Yup, two 60 uf caps in series give you 30 uf because the dielectrics (insulations) add up and effectively push the plates farther apart thus lowering the capacitance.

This also causes the voltage ratings of the two capacitors to add up thus increasing the maximum voltage rating of the two in series.

Norm

bornriding
06-28-2005, 11:24 PM
A 35 in place of a 30 will cause slightly higher starting and running currents, slightly more torque. No problem in a temporary situation. Might shorten life a little if left in, but not sure that it would even do that.

mark beiser
06-28-2005, 11:26 PM
Get one of those Turbo 200 capacitors on your truck and save it for those really oddball dual run caps. It can be used to replace a single run cap too.
They are pricy, so you have to charge more for them, but it will save you a trip to the supply house.
I just wish the Turbo 200 would go up to 80µf.

robnjr
06-28-2005, 11:37 PM
Originally posted by Toolpusher
I'll bet that looked like a time bomb strap to the undercarrage.

No one has said what will happen if the higher mfd is used and not changed.

The motor or compressor will draw more current than it normally would, and its life will be shortened.....the higher the cap value, the worse the effect....too high (several times the desired) of a value, and you'll be emulating a hard start cap that doesn't switch out and stays in circuit....after all that's all a hard start really is: a temporary boost in the run capacitance, right?

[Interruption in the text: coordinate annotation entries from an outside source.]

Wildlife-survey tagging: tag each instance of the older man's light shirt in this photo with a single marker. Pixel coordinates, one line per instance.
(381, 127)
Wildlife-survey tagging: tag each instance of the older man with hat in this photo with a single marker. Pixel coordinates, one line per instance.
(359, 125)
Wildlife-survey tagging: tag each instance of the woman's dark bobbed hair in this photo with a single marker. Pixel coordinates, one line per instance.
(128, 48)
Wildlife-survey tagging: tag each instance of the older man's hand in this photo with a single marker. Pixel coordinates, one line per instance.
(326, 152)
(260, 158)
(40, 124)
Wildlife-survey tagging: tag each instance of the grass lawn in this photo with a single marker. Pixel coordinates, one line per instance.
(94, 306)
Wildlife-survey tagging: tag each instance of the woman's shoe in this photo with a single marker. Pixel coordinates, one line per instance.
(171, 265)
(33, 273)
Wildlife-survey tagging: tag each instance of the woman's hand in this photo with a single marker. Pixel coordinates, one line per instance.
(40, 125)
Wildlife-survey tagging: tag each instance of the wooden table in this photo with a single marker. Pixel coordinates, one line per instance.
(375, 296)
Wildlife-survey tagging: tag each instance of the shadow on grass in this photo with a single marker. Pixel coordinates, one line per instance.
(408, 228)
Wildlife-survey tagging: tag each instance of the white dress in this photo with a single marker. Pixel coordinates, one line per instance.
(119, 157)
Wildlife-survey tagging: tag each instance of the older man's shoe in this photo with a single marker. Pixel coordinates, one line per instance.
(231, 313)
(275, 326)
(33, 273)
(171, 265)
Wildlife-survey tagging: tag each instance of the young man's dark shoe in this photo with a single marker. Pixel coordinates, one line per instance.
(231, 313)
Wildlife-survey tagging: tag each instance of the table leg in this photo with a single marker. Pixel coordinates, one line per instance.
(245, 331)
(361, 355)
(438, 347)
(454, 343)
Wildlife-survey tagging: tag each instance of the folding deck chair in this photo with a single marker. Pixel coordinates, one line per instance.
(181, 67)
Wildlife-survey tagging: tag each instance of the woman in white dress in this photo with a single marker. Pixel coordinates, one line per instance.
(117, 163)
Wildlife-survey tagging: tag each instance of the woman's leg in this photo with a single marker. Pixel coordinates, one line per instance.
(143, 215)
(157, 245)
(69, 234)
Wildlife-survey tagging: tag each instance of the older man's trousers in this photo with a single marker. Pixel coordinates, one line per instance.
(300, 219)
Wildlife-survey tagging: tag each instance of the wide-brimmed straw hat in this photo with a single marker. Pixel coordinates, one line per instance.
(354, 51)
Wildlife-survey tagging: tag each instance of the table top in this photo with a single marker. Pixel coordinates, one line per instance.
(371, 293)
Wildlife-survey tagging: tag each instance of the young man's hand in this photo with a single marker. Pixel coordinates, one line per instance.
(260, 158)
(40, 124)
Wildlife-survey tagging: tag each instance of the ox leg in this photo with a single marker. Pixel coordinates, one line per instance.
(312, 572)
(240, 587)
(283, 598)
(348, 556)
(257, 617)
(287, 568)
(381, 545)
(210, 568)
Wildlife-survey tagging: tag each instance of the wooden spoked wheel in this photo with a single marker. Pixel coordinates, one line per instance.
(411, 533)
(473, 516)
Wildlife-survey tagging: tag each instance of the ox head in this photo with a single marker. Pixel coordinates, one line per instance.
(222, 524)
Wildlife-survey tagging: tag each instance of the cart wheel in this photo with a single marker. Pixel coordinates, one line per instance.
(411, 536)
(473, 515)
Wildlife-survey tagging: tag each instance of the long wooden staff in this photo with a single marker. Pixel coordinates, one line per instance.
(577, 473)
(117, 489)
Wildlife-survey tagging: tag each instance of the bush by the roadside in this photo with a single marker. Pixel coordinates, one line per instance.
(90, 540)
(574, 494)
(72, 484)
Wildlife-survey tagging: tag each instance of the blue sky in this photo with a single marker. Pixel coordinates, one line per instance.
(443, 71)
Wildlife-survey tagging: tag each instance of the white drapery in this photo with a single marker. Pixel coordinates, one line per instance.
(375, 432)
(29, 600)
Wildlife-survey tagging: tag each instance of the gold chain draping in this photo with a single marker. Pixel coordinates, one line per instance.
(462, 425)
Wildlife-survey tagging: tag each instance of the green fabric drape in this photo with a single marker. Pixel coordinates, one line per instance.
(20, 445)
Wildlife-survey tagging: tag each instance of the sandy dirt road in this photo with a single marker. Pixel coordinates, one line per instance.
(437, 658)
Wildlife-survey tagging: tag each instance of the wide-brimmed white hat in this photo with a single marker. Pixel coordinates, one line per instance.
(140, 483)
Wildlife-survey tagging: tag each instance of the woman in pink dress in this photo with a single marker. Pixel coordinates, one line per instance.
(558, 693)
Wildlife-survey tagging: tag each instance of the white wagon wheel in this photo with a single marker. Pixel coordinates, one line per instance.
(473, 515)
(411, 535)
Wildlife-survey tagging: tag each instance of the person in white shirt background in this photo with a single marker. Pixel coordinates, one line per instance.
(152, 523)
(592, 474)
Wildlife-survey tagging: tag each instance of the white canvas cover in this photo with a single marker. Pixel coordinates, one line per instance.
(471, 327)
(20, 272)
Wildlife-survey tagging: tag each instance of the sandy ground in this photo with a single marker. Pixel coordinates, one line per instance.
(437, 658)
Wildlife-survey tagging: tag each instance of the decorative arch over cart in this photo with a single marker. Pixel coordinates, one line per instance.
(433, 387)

BTW, a **very good** quality cap has at least a 5% variation in its stated capacitance rating (the standard quality smaller caps, like the type used on circuit boards, can vary by 20%, the "good" quality 10%). A 30-40 deg temperature change can add a few more percent...age can also cause variation in capacitance as the dielectric dries out.....bottom line: you really don't know what it is, unless you measure it!!!!